Quels sont les effets neurologiques, comportementaux et moteurs du chlordécone sur les enfants ? « Nous avons des feux orange - ni verts, ni rouges », résume Luc Multigner, chercheur à l'Institut de recherche, santé, environnement et travail (Unité Inserm 1085), au regard des résultats issus de la cohorte « Timoun ». « Les nourrissons les plus exposés au chlordécone sont en bonne santé, mais ils présentent de moindres scores dans les évaluations de la mémoire récente et de la motricité fine, en particulier les garçons », explique-t-il.
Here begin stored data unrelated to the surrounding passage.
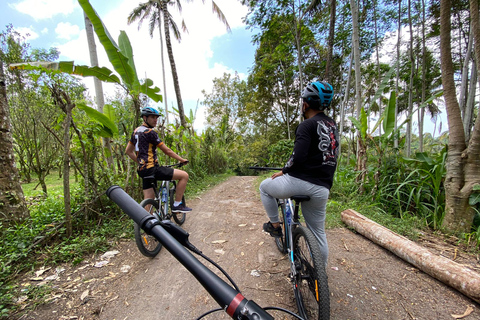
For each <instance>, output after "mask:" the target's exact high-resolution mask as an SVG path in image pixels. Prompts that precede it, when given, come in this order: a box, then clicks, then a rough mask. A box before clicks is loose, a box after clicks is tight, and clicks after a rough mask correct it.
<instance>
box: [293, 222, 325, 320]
mask: <svg viewBox="0 0 480 320" xmlns="http://www.w3.org/2000/svg"><path fill="white" fill-rule="evenodd" d="M293 250H294V251H293V252H294V260H295V266H296V269H297V275H296V277H295V279H294V280H295V283H294V292H295V300H296V302H297V307H298V312H299V313H300V316H301V317H303V318H304V319H315V320H317V319H318V320H327V319H330V292H329V289H328V278H327V273H326V270H325V262H324V260H323V258H322V255H321V253H320V247H319V244H318V241H317V239H316V238H315V236H314V235H313V233H312V232H311V231H310V230H309V229H308V228H306V227H303V226H298V227H297V228H296V229H295V231H294V233H293Z"/></svg>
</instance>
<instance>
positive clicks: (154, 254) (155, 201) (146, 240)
mask: <svg viewBox="0 0 480 320" xmlns="http://www.w3.org/2000/svg"><path fill="white" fill-rule="evenodd" d="M140 205H141V206H142V208H145V207H146V206H148V205H151V206H150V210H149V212H150V214H152V212H154V211H157V212H158V210H159V208H158V201H155V200H154V199H145V200H143V201H142V202H140ZM159 216H162V215H161V214H159ZM134 229H135V242H136V243H137V248H138V250H139V251H140V252H141V253H142V254H143V255H144V256H146V257H149V258H153V257H155V256H156V255H157V254H158V253H159V252H160V250H161V249H162V244H161V243H160V242H159V241H158V240H157V239H155V237H154V236H151V235H148V234H147V233H146V232H145V231H143V229H142V228H140V226H139V225H138V224H136V223H135V225H134Z"/></svg>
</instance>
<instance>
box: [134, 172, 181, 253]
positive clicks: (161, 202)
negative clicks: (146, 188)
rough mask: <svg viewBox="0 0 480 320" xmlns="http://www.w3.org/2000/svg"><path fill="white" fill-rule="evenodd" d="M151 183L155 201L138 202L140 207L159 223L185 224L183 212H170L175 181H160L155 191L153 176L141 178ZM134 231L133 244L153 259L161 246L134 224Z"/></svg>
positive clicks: (173, 195)
mask: <svg viewBox="0 0 480 320" xmlns="http://www.w3.org/2000/svg"><path fill="white" fill-rule="evenodd" d="M185 164H187V163H176V164H173V165H168V166H166V167H170V168H172V167H182V166H184V165H185ZM143 179H144V180H147V182H148V183H151V185H152V187H153V190H154V192H155V199H145V200H143V201H142V202H140V205H141V206H142V207H143V208H145V210H147V211H148V213H150V214H151V215H152V216H154V217H155V218H156V219H158V220H159V221H163V220H171V218H173V220H175V222H176V223H177V224H178V225H182V224H183V223H184V222H185V218H186V215H185V213H184V212H172V207H173V203H174V201H175V193H176V190H177V184H176V182H175V181H167V180H161V181H160V187H159V188H158V190H157V180H156V179H155V177H154V176H147V177H144V178H143ZM182 202H183V203H184V204H185V205H186V203H185V196H183V197H182ZM134 230H135V242H136V243H137V248H138V250H140V252H141V253H142V254H143V255H144V256H146V257H149V258H154V257H155V256H156V255H157V254H158V253H159V252H160V250H161V249H162V244H161V243H160V242H159V241H158V240H157V239H155V237H152V236H151V235H148V234H147V233H145V231H143V230H142V228H141V227H140V226H139V225H138V224H136V223H135V224H134Z"/></svg>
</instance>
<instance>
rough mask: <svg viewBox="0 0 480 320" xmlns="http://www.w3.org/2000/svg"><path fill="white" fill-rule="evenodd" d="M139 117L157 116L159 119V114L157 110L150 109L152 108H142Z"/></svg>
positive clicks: (147, 107) (151, 107) (149, 107)
mask: <svg viewBox="0 0 480 320" xmlns="http://www.w3.org/2000/svg"><path fill="white" fill-rule="evenodd" d="M140 116H141V117H144V116H147V117H148V116H157V117H159V116H160V112H158V110H156V109H154V108H152V107H145V108H142V111H141V112H140Z"/></svg>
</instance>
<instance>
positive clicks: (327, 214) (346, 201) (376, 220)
mask: <svg viewBox="0 0 480 320" xmlns="http://www.w3.org/2000/svg"><path fill="white" fill-rule="evenodd" d="M270 176H271V173H270V174H263V175H260V176H258V178H257V180H256V188H257V189H258V187H259V186H260V183H261V182H262V181H263V180H264V179H266V178H268V177H270ZM347 209H353V210H355V211H357V212H358V213H360V214H362V215H363V216H365V217H367V218H369V219H370V220H373V221H375V222H376V223H378V224H380V225H382V226H385V227H387V228H389V229H390V230H392V231H393V232H396V233H398V234H401V235H403V236H406V237H408V238H410V239H412V240H414V239H416V237H417V230H420V229H422V228H424V222H422V221H420V220H419V219H417V218H415V217H413V216H409V217H405V218H404V219H400V218H396V217H394V216H392V215H391V214H389V213H387V212H384V211H383V210H382V209H381V208H380V207H379V206H378V205H377V204H375V203H373V202H372V201H371V199H370V198H369V197H367V196H361V195H358V194H357V193H356V192H355V191H352V188H351V186H345V185H344V184H342V183H338V184H337V185H334V186H333V188H332V190H331V191H330V199H329V200H328V203H327V216H326V220H325V228H326V229H333V228H345V227H347V225H346V224H345V223H343V221H342V218H341V214H342V211H344V210H347ZM265 215H266V214H265Z"/></svg>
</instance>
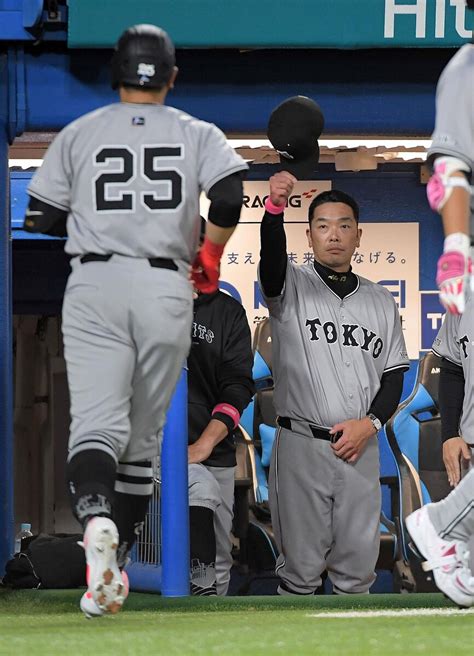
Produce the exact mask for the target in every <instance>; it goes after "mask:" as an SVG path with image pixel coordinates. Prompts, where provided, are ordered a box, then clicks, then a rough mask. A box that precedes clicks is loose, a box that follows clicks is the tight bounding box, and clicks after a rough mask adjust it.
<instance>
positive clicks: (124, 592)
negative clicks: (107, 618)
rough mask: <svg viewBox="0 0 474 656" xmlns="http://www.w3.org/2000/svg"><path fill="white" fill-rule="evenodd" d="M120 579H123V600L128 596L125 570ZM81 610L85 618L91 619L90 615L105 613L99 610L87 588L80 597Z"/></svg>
mask: <svg viewBox="0 0 474 656" xmlns="http://www.w3.org/2000/svg"><path fill="white" fill-rule="evenodd" d="M122 581H123V586H124V587H123V592H122V596H123V598H124V600H125V599H126V598H127V597H128V589H129V583H128V576H127V573H126V572H122ZM80 606H81V610H82V612H83V613H84V615H85V616H86V617H87V619H91V618H92V617H101V616H102V615H106V614H107V613H105V611H103V610H101V609H100V608H99V606H98V605H97V604H96V603H95V601H94V598H93V597H92V593H91V592H90V591H89V590H87V592H84V594H83V595H82V598H81V604H80Z"/></svg>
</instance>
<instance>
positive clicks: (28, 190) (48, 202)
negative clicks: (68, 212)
mask: <svg viewBox="0 0 474 656" xmlns="http://www.w3.org/2000/svg"><path fill="white" fill-rule="evenodd" d="M27 194H28V196H34V198H37V199H38V200H41V201H43V203H47V204H48V205H52V207H56V208H57V209H58V210H64V211H65V212H69V211H70V210H71V208H70V207H67V206H66V205H61V203H58V202H56V201H54V200H51V199H50V198H46V196H43V195H42V194H40V193H38V192H37V191H35V190H34V189H31V188H29V189H28V190H27Z"/></svg>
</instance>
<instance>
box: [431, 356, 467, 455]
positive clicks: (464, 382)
mask: <svg viewBox="0 0 474 656" xmlns="http://www.w3.org/2000/svg"><path fill="white" fill-rule="evenodd" d="M464 384H465V381H464V371H463V369H462V367H460V366H459V365H457V364H454V363H453V362H450V361H449V360H446V358H442V359H441V364H440V372H439V390H438V405H439V411H440V414H441V439H442V441H443V442H446V440H449V439H450V438H451V437H456V436H458V435H459V422H460V420H461V415H462V406H463V402H464Z"/></svg>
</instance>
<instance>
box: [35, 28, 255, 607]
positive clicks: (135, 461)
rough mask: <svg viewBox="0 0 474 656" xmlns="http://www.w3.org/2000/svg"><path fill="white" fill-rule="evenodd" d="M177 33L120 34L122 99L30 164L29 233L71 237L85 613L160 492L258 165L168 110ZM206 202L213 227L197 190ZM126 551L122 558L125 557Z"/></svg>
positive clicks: (71, 440)
mask: <svg viewBox="0 0 474 656" xmlns="http://www.w3.org/2000/svg"><path fill="white" fill-rule="evenodd" d="M177 72H178V69H177V68H176V66H175V51H174V46H173V43H172V41H171V39H170V38H169V36H168V35H167V34H166V32H164V31H163V30H162V29H160V28H158V27H156V26H154V25H136V26H134V27H131V28H129V29H128V30H126V31H125V32H124V33H123V34H122V36H121V37H120V39H119V41H118V44H117V47H116V50H115V53H114V56H113V60H112V87H113V88H114V89H118V90H119V94H120V101H121V102H119V103H115V104H112V105H108V106H106V107H103V108H101V109H98V110H97V111H95V112H91V113H90V114H87V115H86V116H83V117H81V118H79V119H78V120H77V121H74V122H73V123H71V124H70V125H68V126H66V127H65V128H64V130H62V131H61V132H60V133H59V134H58V135H57V137H56V138H55V140H54V141H53V143H52V144H51V146H50V148H49V149H48V152H47V153H46V156H45V160H44V163H43V165H42V167H41V168H40V169H39V170H38V171H37V172H36V174H35V175H34V177H33V179H32V181H31V184H30V187H29V189H28V193H29V195H30V201H29V206H28V210H27V215H26V218H25V230H28V231H30V232H45V233H47V234H56V235H58V234H62V235H65V234H66V221H67V236H68V240H67V242H66V251H67V252H68V253H69V254H71V255H72V256H73V258H72V273H71V275H70V277H69V280H68V284H67V289H66V293H65V298H64V305H63V324H62V327H63V335H64V346H65V358H66V365H67V374H68V383H69V390H70V397H71V416H72V423H71V435H70V441H69V457H68V474H67V475H68V486H69V490H70V493H71V502H72V509H73V512H74V514H75V516H76V518H77V519H78V520H79V522H80V523H81V524H82V526H83V527H84V531H85V532H84V548H85V551H86V559H87V565H88V576H87V582H88V590H87V592H86V593H85V594H84V596H83V598H82V601H81V608H82V610H83V611H84V613H86V614H87V615H101V614H103V613H115V612H117V611H118V610H119V609H120V608H121V606H122V604H123V602H124V599H125V597H126V595H127V586H126V581H125V580H124V579H123V576H122V574H121V572H120V569H119V567H120V566H122V565H123V564H124V563H125V559H126V555H127V552H128V550H129V549H130V548H131V547H132V545H133V543H134V541H135V538H136V531H137V530H139V528H140V526H141V524H142V522H143V520H144V517H145V513H146V510H147V507H148V502H149V499H150V495H151V493H152V469H151V458H152V457H153V456H154V455H156V454H157V452H158V445H159V438H160V435H161V432H162V428H163V424H164V420H165V415H166V411H167V408H168V405H169V401H170V398H171V395H172V393H173V390H174V387H175V385H176V381H177V379H178V376H179V373H180V371H181V368H182V366H183V364H184V360H185V358H186V356H187V354H188V351H189V347H190V341H191V340H190V335H191V322H192V308H193V303H192V287H191V285H190V283H189V280H188V272H189V269H190V267H191V265H192V278H193V282H194V286H195V287H196V288H197V289H199V290H200V291H202V292H204V293H212V292H214V291H216V290H217V288H218V279H219V263H220V258H221V255H222V252H223V250H224V246H225V243H226V242H227V240H228V239H229V237H230V235H231V234H232V232H233V231H234V229H235V226H236V224H237V222H238V220H239V216H240V209H241V205H242V199H243V190H242V176H243V172H244V171H245V170H246V169H247V165H246V164H245V162H244V161H243V160H242V158H241V157H240V156H238V155H237V154H236V153H235V151H234V150H233V149H232V148H231V147H230V146H229V144H228V143H227V142H226V139H225V136H224V135H223V134H222V132H221V131H220V130H218V129H217V128H216V127H215V126H214V125H211V124H209V123H205V122H204V121H199V120H197V119H195V118H193V117H192V116H189V115H187V114H185V113H183V112H180V111H178V110H176V109H173V108H171V107H167V106H166V105H165V104H164V102H165V99H166V96H167V93H168V91H170V90H171V89H172V88H173V86H174V83H175V80H176V75H177ZM201 191H204V192H205V193H206V194H207V196H208V197H209V199H210V201H211V204H210V209H209V215H208V218H209V221H208V222H207V226H206V236H205V239H204V243H203V245H202V247H201V248H200V249H199V253H198V254H197V255H196V252H197V247H198V239H199V231H200V218H199V196H200V193H201ZM117 555H118V558H117Z"/></svg>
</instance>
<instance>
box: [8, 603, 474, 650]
mask: <svg viewBox="0 0 474 656" xmlns="http://www.w3.org/2000/svg"><path fill="white" fill-rule="evenodd" d="M80 596H81V591H80V590H59V591H54V590H25V591H9V590H0V654H2V655H3V654H8V655H10V654H12V655H13V654H15V655H18V656H23V654H25V655H27V654H28V655H29V654H34V655H36V654H44V655H50V654H51V655H55V654H60V655H61V656H76V654H81V655H82V654H85V655H87V656H88V655H89V654H90V656H95V655H96V654H97V655H100V656H107V655H109V654H116V655H117V656H119V655H120V656H122V655H123V656H126V655H129V654H130V655H133V656H135V655H137V656H141V655H142V654H146V655H147V656H152V655H154V654H158V655H161V654H163V655H165V656H173V655H175V654H176V655H178V654H179V655H180V656H181V655H185V656H187V655H188V654H189V655H194V654H198V655H206V656H207V655H212V654H219V655H221V654H222V656H233V655H237V654H245V655H253V654H255V655H260V654H262V655H270V654H282V655H285V656H286V655H288V656H292V655H293V654H316V655H319V654H321V656H323V655H324V656H333V655H334V656H336V655H337V656H339V655H344V656H347V655H351V654H357V655H358V654H360V655H361V656H362V655H364V656H365V655H367V656H370V655H372V654H374V655H377V656H389V655H391V654H400V655H401V654H404V655H406V656H411V655H417V654H429V655H430V656H435V655H437V654H440V655H442V656H461V655H462V654H472V653H473V645H474V613H473V612H472V611H466V612H464V613H463V614H461V615H446V616H434V617H421V616H410V617H374V618H369V617H366V618H362V619H356V618H354V619H350V618H347V617H346V618H344V617H341V618H334V619H333V618H324V619H318V618H314V617H311V616H310V615H311V614H314V613H324V612H329V611H331V612H333V611H335V610H339V611H341V612H343V611H351V610H367V611H372V610H379V609H397V608H398V609H402V608H412V609H416V608H440V609H453V608H454V607H453V605H452V604H451V603H450V602H448V601H447V600H446V599H444V597H443V596H442V595H438V594H418V595H369V596H366V595H354V596H350V597H332V596H318V597H311V598H306V597H302V598H299V597H298V598H294V597H228V598H222V599H221V598H213V599H209V598H201V599H200V598H184V599H164V598H162V597H159V596H156V595H148V594H137V593H135V594H133V593H132V594H131V595H130V597H129V599H128V600H127V604H126V606H125V608H124V610H123V611H122V612H121V613H119V614H118V615H116V616H112V617H102V618H97V619H94V620H89V621H88V620H86V619H84V618H83V617H82V614H81V613H80V611H79V610H78V601H79V598H80Z"/></svg>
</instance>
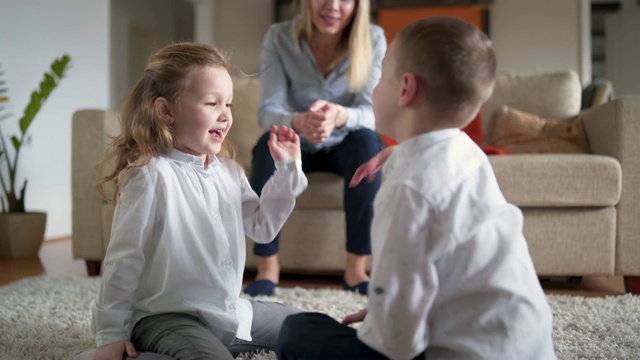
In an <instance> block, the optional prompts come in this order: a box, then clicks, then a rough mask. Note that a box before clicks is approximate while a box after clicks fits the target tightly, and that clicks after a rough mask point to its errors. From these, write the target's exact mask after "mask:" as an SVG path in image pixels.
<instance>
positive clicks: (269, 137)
mask: <svg viewBox="0 0 640 360" xmlns="http://www.w3.org/2000/svg"><path fill="white" fill-rule="evenodd" d="M268 144H269V151H270V152H271V157H273V159H274V160H287V161H294V160H300V159H301V158H302V155H301V152H300V137H299V136H298V134H296V132H295V131H293V129H290V128H288V127H286V126H281V127H280V129H278V127H277V126H275V125H274V126H273V127H271V133H270V134H269V142H268Z"/></svg>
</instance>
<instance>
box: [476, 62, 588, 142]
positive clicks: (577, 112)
mask: <svg viewBox="0 0 640 360" xmlns="http://www.w3.org/2000/svg"><path fill="white" fill-rule="evenodd" d="M581 97H582V85H581V84H580V78H579V77H578V74H577V73H576V72H575V71H573V70H568V71H562V72H553V73H542V74H501V75H498V76H497V78H496V86H495V88H494V90H493V94H492V95H491V97H490V98H489V100H488V101H487V102H486V103H485V104H484V105H483V106H482V122H483V123H482V128H483V130H484V138H485V143H487V142H488V140H489V139H490V138H491V130H492V129H493V119H494V115H495V113H496V111H497V110H498V109H499V108H500V107H501V106H503V105H507V106H511V107H514V108H516V109H520V110H522V111H526V112H529V113H532V114H537V115H539V116H542V117H550V118H555V119H565V118H568V117H570V116H574V115H576V114H578V112H580V102H581Z"/></svg>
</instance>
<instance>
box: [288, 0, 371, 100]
mask: <svg viewBox="0 0 640 360" xmlns="http://www.w3.org/2000/svg"><path fill="white" fill-rule="evenodd" d="M310 1H311V0H301V6H300V15H301V16H300V21H298V23H297V25H296V26H295V28H294V31H293V42H294V44H295V46H296V47H297V48H298V50H300V39H301V38H304V39H305V40H306V41H307V42H308V43H310V41H311V38H312V36H313V22H312V21H311V4H310ZM356 2H357V5H356V13H355V15H354V16H353V18H352V19H351V23H350V24H349V25H347V27H346V28H345V29H344V32H343V33H342V39H341V40H340V43H339V45H338V46H339V48H338V52H337V54H338V56H336V58H335V59H334V60H333V61H332V62H331V64H330V65H329V68H330V69H333V68H335V67H336V66H337V65H338V63H339V62H340V61H342V59H343V58H344V56H345V55H346V54H347V52H348V53H349V69H348V70H347V76H348V77H349V90H350V91H353V92H356V91H358V90H361V89H362V88H363V87H364V86H365V85H366V84H367V82H368V81H369V75H370V74H371V69H372V67H373V66H372V64H371V63H372V53H373V50H372V49H371V29H370V16H369V12H370V9H371V6H370V2H369V0H356Z"/></svg>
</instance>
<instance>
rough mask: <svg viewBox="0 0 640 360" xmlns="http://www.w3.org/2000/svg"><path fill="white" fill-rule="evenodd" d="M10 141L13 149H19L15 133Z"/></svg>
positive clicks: (19, 141) (18, 149)
mask: <svg viewBox="0 0 640 360" xmlns="http://www.w3.org/2000/svg"><path fill="white" fill-rule="evenodd" d="M11 143H12V144H13V149H14V150H15V151H18V150H20V140H18V138H17V137H16V136H15V135H13V136H12V137H11Z"/></svg>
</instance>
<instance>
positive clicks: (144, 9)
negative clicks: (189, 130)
mask: <svg viewBox="0 0 640 360" xmlns="http://www.w3.org/2000/svg"><path fill="white" fill-rule="evenodd" d="M187 12H188V13H189V14H186V13H187ZM193 13H194V11H193V5H192V4H191V3H190V2H186V1H181V0H135V1H132V0H111V14H110V27H111V71H112V74H113V76H112V83H111V99H112V101H111V103H110V107H111V108H113V109H120V108H121V105H122V100H123V99H124V97H125V96H126V94H127V93H128V92H129V89H130V88H131V87H132V86H133V85H134V84H135V83H136V82H137V80H138V79H139V78H140V76H142V72H143V71H144V66H145V65H146V62H147V58H148V57H149V55H150V54H151V53H152V52H153V51H155V50H157V49H158V48H160V47H162V46H164V45H167V44H169V43H171V42H175V41H192V40H193V36H194V25H193V22H194V20H193V18H194V16H193V15H194V14H193ZM189 15H190V16H189ZM187 27H188V28H189V29H186V28H187Z"/></svg>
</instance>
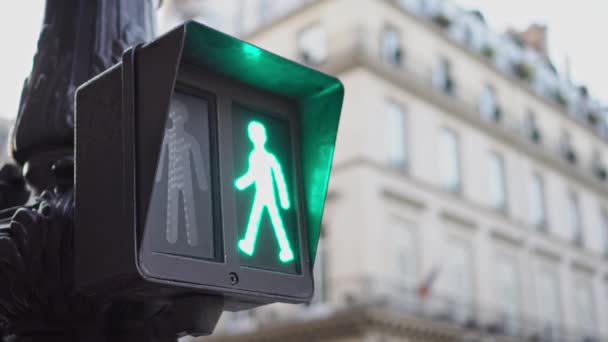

Quelque 1 068 femmes enceintes, dans leur troisième trimestre de grossesse, ont été incluses dans cette cohorte entre 2004 et 2007. Parmi leurs enfants, 153 (en bonne santé, sans prématurité) se sont vus tester leur développement neurocognitif à l'âge de 7 mois.
Mémoire récente et motricité fine
En 2012, l'étude de Renée Dallaire (1)montre une association significative entre l'exposition prénatale au chlordécone (estimée par son dosage dans le sang de cordon) de nourrissons de 7 mois et la réduction du score de préférence visuelle pour la nouveauté et du score du développement de la motricité fine. Toujours à 7 mois, l'exposition post-natale, estimée par la consommation de denrées alimentaires contaminées, a été retrouvée (à la limite du significatif) associée à une réduction de la vitesse d'acquisition de la mémoire visuelle et à une réduction de la préférence visuelle pour la nouveauté.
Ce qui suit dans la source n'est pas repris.